Dünya 'Kırk Fil'in fişini çeken 34 elmas! Tamamı kadındı, yeraltı dünyası böyle karıştı

'Kırk Fil'in fişini çeken 34 elmas! Tamamı kadındı, yeraltı dünyası böyle karıştı

18.06.2023 - 09:01 | Son Güncellenme:

Onlar ne İtalyan bir mafya babası ne de Japon mafyası Yakuza'nın üyesi. Ancak tamamı kadınlardan bu yeraltı çetesi tam 100 yıl boyunca her bir detayını ince ince planladıkları pek çok suça imza attı! Daha önce hiç duyulmamış kendine has teknikleriyle duyanları şaşkına çeviren Kırk Fil'in sonunu getiren ise 34 adet elmas oldu.

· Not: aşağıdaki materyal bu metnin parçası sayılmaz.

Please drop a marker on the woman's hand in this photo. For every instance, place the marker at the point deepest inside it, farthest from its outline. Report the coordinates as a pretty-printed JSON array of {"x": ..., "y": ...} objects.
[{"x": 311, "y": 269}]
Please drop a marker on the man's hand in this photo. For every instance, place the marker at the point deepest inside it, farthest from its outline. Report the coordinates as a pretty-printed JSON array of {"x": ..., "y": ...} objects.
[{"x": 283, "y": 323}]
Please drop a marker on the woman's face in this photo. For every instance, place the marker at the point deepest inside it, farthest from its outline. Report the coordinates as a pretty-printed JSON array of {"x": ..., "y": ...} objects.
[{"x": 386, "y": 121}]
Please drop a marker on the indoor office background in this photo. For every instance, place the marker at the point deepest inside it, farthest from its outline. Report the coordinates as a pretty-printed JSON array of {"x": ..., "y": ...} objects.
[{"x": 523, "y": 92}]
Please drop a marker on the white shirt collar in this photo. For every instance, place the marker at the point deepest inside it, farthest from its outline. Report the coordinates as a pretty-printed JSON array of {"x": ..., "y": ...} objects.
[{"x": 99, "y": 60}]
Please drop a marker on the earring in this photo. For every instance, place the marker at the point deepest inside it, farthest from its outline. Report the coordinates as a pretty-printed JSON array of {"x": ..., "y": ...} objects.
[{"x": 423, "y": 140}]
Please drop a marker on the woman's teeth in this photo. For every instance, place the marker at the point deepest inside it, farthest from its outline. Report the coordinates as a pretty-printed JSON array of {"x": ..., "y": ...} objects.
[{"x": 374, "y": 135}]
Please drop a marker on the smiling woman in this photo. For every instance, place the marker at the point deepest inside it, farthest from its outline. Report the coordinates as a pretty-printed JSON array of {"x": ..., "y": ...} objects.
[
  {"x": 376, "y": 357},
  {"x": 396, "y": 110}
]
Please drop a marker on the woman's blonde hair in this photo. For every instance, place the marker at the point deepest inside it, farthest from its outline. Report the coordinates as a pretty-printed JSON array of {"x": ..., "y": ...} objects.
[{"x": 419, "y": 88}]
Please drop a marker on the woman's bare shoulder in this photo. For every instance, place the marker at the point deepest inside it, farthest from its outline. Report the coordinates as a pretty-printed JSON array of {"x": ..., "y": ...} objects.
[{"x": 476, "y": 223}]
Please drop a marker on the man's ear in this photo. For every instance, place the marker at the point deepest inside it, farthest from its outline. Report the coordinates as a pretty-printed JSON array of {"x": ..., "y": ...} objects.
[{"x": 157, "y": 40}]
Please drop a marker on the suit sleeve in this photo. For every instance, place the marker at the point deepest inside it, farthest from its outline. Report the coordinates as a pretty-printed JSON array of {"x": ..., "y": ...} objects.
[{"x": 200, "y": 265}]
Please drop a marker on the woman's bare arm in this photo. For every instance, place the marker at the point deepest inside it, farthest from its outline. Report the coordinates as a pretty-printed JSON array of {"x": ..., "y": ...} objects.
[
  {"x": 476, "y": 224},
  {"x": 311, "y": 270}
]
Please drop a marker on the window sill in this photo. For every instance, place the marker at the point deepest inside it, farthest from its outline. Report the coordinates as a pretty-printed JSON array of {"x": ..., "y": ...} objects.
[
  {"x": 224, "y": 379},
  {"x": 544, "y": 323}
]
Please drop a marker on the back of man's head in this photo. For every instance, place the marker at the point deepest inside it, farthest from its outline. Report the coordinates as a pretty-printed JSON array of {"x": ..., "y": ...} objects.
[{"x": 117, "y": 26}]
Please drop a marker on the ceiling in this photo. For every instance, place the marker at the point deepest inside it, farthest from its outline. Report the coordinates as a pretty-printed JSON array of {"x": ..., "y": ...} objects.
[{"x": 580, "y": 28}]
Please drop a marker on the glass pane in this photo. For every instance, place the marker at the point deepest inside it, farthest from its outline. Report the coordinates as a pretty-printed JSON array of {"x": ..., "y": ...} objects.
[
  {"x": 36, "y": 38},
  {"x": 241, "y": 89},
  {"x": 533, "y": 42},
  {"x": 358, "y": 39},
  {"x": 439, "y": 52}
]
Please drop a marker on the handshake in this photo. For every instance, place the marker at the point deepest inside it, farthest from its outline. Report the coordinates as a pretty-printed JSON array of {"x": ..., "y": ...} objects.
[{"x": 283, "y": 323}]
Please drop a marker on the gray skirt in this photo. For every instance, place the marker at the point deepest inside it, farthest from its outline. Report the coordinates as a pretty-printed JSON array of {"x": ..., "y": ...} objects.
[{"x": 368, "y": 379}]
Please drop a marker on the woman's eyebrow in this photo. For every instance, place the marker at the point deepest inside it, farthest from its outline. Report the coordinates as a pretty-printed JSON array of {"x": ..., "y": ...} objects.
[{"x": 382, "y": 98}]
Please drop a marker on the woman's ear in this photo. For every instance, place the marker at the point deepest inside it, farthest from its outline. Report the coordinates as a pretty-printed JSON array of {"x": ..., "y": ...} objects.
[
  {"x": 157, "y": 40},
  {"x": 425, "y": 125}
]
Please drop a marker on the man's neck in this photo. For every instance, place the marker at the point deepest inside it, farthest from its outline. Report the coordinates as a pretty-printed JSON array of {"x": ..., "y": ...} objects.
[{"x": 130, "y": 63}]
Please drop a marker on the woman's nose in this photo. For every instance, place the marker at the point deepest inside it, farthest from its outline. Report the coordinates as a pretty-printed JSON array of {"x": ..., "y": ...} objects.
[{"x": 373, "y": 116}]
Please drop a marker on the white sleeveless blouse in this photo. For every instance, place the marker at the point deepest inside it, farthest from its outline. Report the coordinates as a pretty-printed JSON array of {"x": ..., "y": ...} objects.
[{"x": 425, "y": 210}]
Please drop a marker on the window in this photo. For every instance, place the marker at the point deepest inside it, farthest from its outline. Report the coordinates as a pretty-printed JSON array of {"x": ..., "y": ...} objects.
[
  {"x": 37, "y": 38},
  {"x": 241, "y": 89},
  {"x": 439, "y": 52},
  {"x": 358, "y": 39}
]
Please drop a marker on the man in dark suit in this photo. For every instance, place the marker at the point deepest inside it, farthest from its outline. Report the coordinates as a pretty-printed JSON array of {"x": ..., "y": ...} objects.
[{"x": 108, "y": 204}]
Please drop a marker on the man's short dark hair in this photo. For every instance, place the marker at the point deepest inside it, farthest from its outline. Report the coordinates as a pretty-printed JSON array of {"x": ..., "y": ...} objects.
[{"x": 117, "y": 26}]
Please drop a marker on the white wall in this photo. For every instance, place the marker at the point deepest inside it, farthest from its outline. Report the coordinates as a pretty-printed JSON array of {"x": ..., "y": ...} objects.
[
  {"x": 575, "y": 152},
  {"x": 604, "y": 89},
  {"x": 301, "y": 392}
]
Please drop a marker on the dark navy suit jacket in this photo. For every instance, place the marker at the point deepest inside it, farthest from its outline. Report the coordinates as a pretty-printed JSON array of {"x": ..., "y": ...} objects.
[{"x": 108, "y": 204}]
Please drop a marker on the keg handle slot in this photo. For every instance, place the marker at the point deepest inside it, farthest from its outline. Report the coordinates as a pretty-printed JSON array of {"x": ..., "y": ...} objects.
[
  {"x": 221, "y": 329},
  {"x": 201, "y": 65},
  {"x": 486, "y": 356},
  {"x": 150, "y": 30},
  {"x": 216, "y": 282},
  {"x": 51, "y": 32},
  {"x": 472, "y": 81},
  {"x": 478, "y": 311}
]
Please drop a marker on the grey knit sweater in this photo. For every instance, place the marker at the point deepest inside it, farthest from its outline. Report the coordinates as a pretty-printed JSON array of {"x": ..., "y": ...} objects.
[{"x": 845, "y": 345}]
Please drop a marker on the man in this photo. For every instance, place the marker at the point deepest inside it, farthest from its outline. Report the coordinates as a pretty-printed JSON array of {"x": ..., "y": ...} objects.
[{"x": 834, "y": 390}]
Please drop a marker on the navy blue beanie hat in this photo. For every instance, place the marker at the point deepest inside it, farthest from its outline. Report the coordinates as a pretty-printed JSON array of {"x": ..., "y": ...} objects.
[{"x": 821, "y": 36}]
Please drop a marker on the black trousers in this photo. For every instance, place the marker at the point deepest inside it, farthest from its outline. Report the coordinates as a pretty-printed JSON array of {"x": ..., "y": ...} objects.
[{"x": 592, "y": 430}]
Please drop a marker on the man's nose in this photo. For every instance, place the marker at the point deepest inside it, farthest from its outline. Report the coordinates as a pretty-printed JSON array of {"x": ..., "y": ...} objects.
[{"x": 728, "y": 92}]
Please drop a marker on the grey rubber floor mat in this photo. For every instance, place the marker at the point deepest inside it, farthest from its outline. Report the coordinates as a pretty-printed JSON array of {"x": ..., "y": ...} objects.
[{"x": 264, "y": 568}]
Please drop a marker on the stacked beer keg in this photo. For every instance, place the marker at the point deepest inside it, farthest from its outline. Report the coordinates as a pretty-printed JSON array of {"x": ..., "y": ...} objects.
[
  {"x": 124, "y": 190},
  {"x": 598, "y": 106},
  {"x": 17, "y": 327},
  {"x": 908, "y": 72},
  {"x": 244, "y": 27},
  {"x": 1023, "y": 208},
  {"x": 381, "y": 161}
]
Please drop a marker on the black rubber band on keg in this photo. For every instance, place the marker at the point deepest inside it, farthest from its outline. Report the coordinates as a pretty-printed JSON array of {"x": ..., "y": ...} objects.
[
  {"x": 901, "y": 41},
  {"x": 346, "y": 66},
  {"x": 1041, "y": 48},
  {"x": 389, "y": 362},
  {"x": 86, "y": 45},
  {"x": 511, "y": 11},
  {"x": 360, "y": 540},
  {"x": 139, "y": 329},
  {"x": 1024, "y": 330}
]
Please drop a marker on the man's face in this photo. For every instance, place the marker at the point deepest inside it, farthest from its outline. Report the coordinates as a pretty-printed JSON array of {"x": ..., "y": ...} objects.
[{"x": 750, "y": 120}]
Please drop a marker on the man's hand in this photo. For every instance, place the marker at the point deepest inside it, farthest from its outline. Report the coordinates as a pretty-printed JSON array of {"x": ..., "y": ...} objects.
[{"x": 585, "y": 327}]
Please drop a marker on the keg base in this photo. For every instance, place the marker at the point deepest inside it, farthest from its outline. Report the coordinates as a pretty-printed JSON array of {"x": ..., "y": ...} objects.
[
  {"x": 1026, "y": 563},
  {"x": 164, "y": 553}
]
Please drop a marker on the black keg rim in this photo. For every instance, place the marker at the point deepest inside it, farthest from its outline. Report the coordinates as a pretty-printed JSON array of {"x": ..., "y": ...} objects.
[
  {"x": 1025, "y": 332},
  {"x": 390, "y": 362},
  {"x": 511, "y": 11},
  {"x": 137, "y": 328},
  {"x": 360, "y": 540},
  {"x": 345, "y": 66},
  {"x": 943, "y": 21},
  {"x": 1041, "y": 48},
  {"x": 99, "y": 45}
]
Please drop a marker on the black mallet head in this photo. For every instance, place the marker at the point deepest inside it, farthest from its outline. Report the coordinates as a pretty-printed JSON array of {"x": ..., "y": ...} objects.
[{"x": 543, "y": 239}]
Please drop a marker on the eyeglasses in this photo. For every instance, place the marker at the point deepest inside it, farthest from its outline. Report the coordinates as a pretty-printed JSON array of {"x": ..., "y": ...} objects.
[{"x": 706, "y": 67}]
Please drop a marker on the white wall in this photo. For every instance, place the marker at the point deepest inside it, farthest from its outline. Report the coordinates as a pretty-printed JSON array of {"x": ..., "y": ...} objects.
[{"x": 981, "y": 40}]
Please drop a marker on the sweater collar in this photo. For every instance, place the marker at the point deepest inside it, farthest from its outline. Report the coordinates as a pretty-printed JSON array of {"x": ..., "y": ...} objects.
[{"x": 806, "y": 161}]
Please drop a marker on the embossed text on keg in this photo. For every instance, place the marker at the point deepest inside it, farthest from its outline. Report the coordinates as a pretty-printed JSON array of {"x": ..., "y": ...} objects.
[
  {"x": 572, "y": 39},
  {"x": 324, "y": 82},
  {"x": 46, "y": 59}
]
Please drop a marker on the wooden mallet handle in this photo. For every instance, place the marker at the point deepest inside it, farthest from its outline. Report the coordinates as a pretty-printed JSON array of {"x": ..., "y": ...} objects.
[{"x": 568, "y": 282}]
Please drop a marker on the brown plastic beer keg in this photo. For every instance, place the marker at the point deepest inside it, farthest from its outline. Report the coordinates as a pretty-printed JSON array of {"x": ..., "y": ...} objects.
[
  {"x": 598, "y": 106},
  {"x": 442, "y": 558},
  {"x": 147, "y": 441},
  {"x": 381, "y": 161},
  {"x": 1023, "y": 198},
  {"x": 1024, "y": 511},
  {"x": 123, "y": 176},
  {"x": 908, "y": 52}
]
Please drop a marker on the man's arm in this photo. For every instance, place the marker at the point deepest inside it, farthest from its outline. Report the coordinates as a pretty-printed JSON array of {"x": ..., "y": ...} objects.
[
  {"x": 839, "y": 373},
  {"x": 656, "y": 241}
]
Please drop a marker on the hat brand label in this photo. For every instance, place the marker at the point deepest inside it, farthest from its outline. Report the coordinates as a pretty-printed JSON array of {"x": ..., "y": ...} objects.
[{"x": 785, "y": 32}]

Kırk Filin fişini çeken 34 elmas Tamamı kadındı, yeraltı dünyası böyle karıştı

Derleyen: Betül Yasemin Keskin / Milliyet.com.tr - Suç örgütü denildiğinde akıllara ilk olarak İtalyan mafya babaları ya da Japon Yakuza üyeleri gelse de suça sadece erkekler değil, kadınlar da bulaşıyor. Üstelik tarihe baktığımızda tamamı ya da çoğunluğa kadınlardan oluşan suç örgütlerine de denk gelebiliyoruz. 1870'lerden 1950'li yıllara kadar hüküm süren 'Kırk Fil' (Forty Elephants) çetesi hiçbir bakımdan daha önce eşi benzeri görülmemiş bir suç örgütüydü. Çete tam 80 yıl boyunca faaliyet göstererek suç dünyasında iz bırakan bir performans ortaya koydu. Dönemin usta hırsızları haline gelen 'Kırk Fil' kadınları oldukça ilginç suç yöntemlerine sahipti. Sırlarını öğrenenler onların kamufle olma biçimlerini şaşkınlıkla takip ediyordu. Ancak yetenekleri onların azılı birer suçlu olmalarını değiştirmiyordu. Londra'nın yoksul ve göz ardı edilmiş mahallelerinden kendi 'kötü şöhret'lerini kendileri yazan kadınların özel olarak suç mahali olarak seçtiği bazı özel yerler vardı. Bunlar lüks kıyafet mağazaları, kuyumcular ve alışveriş dükkanlarıydı.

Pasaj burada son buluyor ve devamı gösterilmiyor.